Frühzeitige Risikoreduktion, glykämische Kontrolle und Gewichtsmanagement

Der aktualisierte ADA/EASD-Konsensus zum Management der Hyperglykämie bei Typ-2-Diabetes (T2D) legt angesichts einer immer besser werdenden Datenlage für die Gruppen der SGLT2-Hemmer und GLP-1-Rezeptoragonisten einen noch stärkeren Fokus auf Organprotektion. Zur glykämischen Zielerreichung sollen diese beiden Substanzgruppen, wenn erforderlich, auch kombiniert werden. Die Rolle des Gewichtsmanagements bei T2D wird ebenfalls betont.

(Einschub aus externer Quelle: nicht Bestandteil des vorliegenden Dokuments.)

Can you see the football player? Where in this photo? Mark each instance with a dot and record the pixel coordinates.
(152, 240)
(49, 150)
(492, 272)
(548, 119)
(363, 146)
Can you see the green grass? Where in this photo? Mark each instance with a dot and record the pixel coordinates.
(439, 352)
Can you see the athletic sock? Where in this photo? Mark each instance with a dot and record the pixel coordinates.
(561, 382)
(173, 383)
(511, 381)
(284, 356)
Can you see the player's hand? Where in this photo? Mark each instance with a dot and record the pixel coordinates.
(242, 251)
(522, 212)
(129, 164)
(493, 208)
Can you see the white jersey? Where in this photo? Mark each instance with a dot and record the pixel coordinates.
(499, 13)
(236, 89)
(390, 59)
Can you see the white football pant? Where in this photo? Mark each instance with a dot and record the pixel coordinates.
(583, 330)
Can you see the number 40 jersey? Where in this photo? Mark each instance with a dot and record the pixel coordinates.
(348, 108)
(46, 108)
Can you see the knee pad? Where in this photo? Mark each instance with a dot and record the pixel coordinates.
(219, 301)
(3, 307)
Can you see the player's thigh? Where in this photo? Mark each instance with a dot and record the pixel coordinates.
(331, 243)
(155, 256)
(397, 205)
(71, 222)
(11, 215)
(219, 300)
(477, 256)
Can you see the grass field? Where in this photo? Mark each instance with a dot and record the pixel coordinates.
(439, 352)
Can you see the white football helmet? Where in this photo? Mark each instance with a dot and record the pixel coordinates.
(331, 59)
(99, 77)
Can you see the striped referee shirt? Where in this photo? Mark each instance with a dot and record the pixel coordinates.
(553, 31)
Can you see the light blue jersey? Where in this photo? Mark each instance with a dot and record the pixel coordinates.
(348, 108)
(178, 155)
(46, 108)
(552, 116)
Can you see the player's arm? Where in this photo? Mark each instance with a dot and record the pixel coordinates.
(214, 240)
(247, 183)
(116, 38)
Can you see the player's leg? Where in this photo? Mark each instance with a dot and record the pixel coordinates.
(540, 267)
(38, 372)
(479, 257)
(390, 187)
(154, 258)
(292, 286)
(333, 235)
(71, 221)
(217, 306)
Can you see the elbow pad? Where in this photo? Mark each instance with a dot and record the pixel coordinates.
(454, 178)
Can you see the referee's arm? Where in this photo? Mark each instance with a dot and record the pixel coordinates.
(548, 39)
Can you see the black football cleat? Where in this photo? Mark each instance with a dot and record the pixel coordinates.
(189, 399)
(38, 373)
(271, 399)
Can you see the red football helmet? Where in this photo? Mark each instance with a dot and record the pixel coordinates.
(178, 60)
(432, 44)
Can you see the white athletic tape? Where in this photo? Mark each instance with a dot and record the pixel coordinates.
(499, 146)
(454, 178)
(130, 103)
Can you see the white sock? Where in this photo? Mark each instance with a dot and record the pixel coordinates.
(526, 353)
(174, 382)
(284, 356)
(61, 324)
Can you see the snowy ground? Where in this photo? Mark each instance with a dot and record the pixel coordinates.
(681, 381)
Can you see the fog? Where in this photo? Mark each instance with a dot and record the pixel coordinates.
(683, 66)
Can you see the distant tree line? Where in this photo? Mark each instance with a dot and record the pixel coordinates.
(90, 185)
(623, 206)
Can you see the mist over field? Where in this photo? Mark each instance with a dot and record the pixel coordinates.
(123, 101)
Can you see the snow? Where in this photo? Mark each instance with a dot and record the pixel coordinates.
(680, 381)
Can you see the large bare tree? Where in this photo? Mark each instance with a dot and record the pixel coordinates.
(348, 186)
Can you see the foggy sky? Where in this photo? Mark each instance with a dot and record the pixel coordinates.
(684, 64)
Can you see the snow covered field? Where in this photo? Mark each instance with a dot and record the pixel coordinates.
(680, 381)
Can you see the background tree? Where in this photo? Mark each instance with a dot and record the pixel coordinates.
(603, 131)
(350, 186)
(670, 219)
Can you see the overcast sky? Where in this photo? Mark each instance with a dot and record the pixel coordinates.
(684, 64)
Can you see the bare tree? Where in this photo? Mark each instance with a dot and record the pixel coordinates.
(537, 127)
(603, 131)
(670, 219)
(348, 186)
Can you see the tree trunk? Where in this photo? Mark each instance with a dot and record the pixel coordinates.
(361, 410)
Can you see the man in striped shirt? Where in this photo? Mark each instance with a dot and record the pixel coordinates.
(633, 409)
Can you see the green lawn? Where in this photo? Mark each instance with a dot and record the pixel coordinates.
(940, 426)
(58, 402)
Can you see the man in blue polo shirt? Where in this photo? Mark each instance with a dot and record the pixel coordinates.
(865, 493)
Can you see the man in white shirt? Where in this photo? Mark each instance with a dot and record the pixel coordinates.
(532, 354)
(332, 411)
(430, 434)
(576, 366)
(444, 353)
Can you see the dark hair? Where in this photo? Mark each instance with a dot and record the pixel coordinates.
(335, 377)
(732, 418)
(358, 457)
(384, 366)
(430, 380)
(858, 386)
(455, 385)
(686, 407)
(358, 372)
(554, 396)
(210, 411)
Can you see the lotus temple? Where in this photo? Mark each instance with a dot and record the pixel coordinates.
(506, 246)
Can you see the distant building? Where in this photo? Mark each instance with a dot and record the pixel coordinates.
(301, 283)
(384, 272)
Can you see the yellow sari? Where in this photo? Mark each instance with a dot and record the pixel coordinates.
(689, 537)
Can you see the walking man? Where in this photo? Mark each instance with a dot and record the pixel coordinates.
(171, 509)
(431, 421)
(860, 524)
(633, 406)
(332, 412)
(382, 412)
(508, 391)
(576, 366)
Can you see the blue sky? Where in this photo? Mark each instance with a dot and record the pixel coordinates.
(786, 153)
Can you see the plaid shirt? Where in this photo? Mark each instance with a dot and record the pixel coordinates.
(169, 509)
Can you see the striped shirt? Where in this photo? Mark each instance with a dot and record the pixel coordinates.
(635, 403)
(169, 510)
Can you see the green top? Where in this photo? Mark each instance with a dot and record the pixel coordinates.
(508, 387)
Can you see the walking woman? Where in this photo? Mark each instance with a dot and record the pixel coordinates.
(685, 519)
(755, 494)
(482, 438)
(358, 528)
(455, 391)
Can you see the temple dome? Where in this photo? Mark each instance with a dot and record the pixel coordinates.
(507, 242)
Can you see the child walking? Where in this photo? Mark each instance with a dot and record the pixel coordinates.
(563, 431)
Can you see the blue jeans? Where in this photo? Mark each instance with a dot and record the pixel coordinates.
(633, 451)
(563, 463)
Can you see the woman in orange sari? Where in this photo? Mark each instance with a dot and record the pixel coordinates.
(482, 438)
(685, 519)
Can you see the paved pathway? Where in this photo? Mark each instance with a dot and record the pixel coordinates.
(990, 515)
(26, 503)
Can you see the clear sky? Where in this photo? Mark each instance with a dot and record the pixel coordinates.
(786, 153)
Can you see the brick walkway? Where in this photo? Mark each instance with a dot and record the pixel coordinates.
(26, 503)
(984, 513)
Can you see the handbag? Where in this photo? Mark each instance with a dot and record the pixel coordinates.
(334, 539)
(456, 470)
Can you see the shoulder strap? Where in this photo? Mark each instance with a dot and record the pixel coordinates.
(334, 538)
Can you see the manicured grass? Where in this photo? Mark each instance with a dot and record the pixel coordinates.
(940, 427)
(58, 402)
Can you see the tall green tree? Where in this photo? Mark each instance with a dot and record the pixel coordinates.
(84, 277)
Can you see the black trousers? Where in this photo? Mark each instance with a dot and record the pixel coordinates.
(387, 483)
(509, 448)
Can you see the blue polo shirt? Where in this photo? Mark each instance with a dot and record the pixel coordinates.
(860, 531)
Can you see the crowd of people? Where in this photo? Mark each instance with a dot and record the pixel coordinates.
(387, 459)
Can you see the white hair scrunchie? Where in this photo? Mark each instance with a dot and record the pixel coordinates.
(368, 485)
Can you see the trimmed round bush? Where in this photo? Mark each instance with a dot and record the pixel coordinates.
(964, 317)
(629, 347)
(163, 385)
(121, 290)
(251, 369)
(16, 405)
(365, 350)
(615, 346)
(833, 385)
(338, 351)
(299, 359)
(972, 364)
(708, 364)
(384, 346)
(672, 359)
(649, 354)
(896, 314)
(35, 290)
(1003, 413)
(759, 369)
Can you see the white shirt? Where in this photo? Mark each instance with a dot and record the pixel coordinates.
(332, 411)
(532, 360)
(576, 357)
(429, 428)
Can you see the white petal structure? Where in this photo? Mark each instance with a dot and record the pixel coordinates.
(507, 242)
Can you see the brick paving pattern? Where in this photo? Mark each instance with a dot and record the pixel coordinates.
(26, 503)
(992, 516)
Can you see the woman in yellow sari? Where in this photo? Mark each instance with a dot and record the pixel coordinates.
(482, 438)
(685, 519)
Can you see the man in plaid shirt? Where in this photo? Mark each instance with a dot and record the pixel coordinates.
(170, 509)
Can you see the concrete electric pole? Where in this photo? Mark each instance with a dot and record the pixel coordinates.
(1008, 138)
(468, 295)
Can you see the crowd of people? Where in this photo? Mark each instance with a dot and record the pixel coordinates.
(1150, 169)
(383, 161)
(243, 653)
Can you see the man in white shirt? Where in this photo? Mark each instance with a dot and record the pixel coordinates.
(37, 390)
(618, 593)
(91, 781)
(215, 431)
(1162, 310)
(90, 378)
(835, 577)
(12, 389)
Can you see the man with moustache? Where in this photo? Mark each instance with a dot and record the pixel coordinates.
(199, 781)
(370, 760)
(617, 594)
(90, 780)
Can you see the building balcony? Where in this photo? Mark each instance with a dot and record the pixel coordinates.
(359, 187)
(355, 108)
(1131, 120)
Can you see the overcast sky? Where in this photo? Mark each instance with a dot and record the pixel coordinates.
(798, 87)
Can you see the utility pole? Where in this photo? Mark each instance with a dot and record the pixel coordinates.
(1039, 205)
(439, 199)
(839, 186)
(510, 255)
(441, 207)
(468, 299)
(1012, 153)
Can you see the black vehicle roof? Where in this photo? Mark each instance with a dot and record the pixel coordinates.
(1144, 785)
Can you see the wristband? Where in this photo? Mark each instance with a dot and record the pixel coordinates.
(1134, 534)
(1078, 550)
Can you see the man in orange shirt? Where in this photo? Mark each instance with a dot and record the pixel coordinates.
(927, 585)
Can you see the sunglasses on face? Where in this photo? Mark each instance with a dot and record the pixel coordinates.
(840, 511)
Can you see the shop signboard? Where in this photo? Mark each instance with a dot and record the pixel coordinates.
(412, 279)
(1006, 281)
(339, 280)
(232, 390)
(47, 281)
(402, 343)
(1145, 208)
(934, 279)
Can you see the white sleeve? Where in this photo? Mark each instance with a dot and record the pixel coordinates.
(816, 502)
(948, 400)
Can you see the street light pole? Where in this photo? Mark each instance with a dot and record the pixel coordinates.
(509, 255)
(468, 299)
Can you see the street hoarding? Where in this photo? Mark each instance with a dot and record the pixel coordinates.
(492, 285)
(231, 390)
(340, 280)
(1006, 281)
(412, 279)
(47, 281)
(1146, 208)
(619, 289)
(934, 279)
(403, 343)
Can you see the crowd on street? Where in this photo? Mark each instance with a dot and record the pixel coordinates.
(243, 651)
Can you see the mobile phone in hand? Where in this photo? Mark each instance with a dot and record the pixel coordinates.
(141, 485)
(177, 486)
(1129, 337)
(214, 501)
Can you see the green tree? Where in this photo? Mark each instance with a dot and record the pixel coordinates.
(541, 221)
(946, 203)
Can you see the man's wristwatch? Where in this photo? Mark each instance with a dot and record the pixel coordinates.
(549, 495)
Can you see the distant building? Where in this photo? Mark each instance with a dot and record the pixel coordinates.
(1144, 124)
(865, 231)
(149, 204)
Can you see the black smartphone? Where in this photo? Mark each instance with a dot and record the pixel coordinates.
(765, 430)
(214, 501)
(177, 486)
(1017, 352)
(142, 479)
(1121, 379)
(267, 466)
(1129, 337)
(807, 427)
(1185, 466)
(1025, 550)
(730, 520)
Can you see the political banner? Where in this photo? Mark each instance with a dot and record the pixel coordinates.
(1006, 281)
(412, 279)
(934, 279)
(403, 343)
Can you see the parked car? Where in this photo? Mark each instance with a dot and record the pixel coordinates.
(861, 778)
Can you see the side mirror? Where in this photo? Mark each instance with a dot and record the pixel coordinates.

Im Rahmen des EASD 2022 präsentierte eine Gruppe von Expertinnen und Experten der amerikanischen und europäischen Diabetesgesellschaften (ADA/EASD) das aktuelle Update zum „ADA/EASD Consensus on Management of Hyperglycemia in Type 2 Diabetes“. „Die Basis für das neue Dokument war eine umfassende Literatursuche, die mit der Publikation der Letztversion des Konsensus im Jahr 2019 begonnen hat und bis Juni 2022 fortgeführt wurde“, so Prof. Dr. Melanie J. Davies vom Leicester Diabetes Centre. Im aktuellen Konsensus wird nicht nur ein aktualisierter Therapiealgorithmus definiert, es wird auch stärker auf die Bedeutung des Gewichtsmanagements, auf soziale Determinanten und auf die Möglichkeiten einer holistisch-patientenzentrierten Therapie eingegangen.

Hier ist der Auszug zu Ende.